Radiofrequency ablation of liver tumors

© Photo Fraunhofer FIT

Evolution of the tissue temperature distribution on a slice through the liver geometry at 50s, 100s, and 600s respectively. The temperature distribution in the tissue is a function of the power input magnitude and distribution, the vessel cooling, the tissue and blood material properties and the tissue perfusion.

Radiofrequency ablation is a minimally invasive way to treat cancer without open surgery, by placing a needle inside the malignancy and destroying it through intensive heating. Whilst there are numerous advantages to this approach, it is not widely used for treatment as the intervention is hard to plan and it is almost impossible to monitor or assess. The major problem with this treatment currently is the recurrence of cancer. A successful intervention planning system would reduce the number of resections of malignant tumors in liver.

One current restriction towards the development of a patient-specific planning tool is the limited understanding of processes during tissue heating and ultimately tissue death. EU project IMPPACT (Image-based Multi-scale Physiological Planning for Ablation Cancer Treatment) aims to generate new insight into physiological processes and biochemical reactions in the context of tissue heating. Computer modeling and simulation will predict the radiofrequency ablation process and results will be cross compared to pre-clinical experiments followed by ongoing clinical treatment to ensure validity in the model. This extensive validation together with a user-centered software design approach will guarantee suitability of the solution for clinical practice.

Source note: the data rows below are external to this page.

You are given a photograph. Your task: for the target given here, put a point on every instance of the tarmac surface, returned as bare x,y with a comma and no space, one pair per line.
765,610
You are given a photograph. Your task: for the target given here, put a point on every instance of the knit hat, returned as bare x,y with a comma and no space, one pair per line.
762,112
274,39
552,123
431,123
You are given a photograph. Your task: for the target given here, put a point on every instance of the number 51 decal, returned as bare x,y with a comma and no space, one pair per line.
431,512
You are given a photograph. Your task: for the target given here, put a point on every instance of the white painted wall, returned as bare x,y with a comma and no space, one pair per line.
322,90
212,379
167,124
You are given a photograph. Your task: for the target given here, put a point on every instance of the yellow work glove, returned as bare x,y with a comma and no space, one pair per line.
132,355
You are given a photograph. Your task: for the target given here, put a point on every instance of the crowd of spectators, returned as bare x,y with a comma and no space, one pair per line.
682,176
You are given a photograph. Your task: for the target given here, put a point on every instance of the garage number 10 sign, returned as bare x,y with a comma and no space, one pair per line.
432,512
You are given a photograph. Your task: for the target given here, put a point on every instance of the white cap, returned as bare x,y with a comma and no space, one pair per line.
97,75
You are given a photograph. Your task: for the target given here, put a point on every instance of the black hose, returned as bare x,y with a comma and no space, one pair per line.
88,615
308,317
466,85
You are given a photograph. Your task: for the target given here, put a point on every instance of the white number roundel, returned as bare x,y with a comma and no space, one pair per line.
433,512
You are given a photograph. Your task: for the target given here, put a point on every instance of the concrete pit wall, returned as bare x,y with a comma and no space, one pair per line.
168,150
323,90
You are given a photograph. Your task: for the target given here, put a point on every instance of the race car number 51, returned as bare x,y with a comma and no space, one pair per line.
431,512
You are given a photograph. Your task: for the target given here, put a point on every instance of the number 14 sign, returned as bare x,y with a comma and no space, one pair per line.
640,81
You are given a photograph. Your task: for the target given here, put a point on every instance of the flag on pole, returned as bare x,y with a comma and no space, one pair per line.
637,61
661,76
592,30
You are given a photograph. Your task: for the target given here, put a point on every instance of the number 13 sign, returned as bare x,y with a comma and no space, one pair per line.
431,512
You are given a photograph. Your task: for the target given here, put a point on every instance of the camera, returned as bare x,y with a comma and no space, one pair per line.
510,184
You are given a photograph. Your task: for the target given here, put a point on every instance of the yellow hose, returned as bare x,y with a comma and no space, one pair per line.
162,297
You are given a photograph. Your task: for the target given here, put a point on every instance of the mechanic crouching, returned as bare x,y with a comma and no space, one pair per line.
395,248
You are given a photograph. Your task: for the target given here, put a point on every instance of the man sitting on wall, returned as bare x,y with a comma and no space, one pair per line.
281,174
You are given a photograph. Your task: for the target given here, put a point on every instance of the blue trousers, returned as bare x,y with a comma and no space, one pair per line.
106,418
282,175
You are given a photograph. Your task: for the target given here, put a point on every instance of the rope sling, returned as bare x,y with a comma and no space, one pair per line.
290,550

One of the most advanced features of the project is the combination of two modeling approaches on the microscopic and macroscopic levels for generation of the patient-specific physiological model. This will provide surgeons with a patient specific planning system that could be run on standard PC as used in hospitals taking only hours for the computation of the optimized ablation protocol. In the future it is hoped that radiologists will be able to use the model simulations to predict the intervention results while testing a variety of alternative approaches before taking a final decision on the best intervention plan.

Training on the planning system is an important outcome of the project as statistical survival rates very much depend on the experience of the surgeon. IMPPACT hopes to create an augmented reality training simulator which will teach young surgeons about optimal Radiofrequency Ablation Treatment. The planning system will assist the radiologist in finding the optimal needle positions and will be able to predict intervention results.

IMPPACT hopes that this will become the treatment of choice for malignant liver tumors, with a specific focus on hepactic cellular carcinomas and liver metastases.